The stakes are high for the group’s members, many of which have rebuilt their mainly plantation economies in just over a generation to become global trading players and key production bases for the world’s largest firms.

Exports now account for more than 70 percent of ASEAN’s economic output, but that transformation means that much of the bloc has become reliant on exports at a time when China is grabbing an ever-larger share of international trade.

“China would significantly crowd out ASEAN exports in most western and other non-East Asian economies by 2020 if China unilaterally liberalizes and ASEAN does not,” said Ponciano Intal, a Manila-based economist.

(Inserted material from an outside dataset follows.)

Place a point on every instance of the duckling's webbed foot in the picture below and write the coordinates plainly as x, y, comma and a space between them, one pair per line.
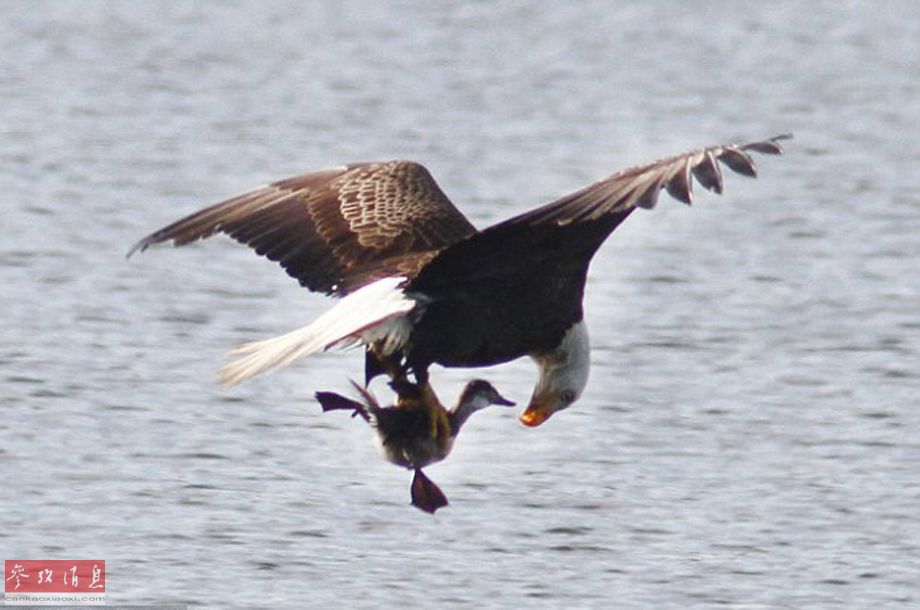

An EIU report released this week said that Chinese exports have already overtaken those of ASEAN’s top seven economies combined – Indonesia, Thailand, Malaysia, Singapore, the Philippines, Vietnam and Myanmar.

Intal said one of the main challenges would be to improve the institutional and infrastructure capacities in the poorer countries of ASEAN – a must if the bloc is to move to an integrated region with uniform rules and standards.

For Scott Price, Asia-Pacific chief executive of global express carrier DHL, the pace of integration would depend on “how quickly you can give up all the emotional issues of control.”

Experts say that developing a full-fledged single market means moving to rule-by-law, a major step for a region that – both politically and economically – is accustomed to doing things by informal consensus.

The EIU’s Goddard said the reduction of tariffs already undertaken by the bloc, for example, had been difficult.

“I can’t think of any reason for us to think, at this point in time, for the projected ASEAN economic community to do any better,” he said.

Ong Keng Yong, the secretary general of ASEAN, admits that the dream of integration is still far away.

“Many of the ASEAN economies – in fact all the ASEAN economies – are not ready,” Ong said, adding this meant the bloc needed to save space for dealing by consensus and not just the strict laws of a single market mechanism.

“There are problems here and there. So we take flexibility,” he said.

But experts agree that time is running out.

The EIU study said that with both China and India becoming stronger forces in international trade, forging a true single market was essential to keeping ASEAN competitive.

“Setting up proper, empowered pan-regional institutions will require a strong political effort, particularly given ASEAN’s traditional stance of non-interference in the domestic dealings of fellow members,” it said.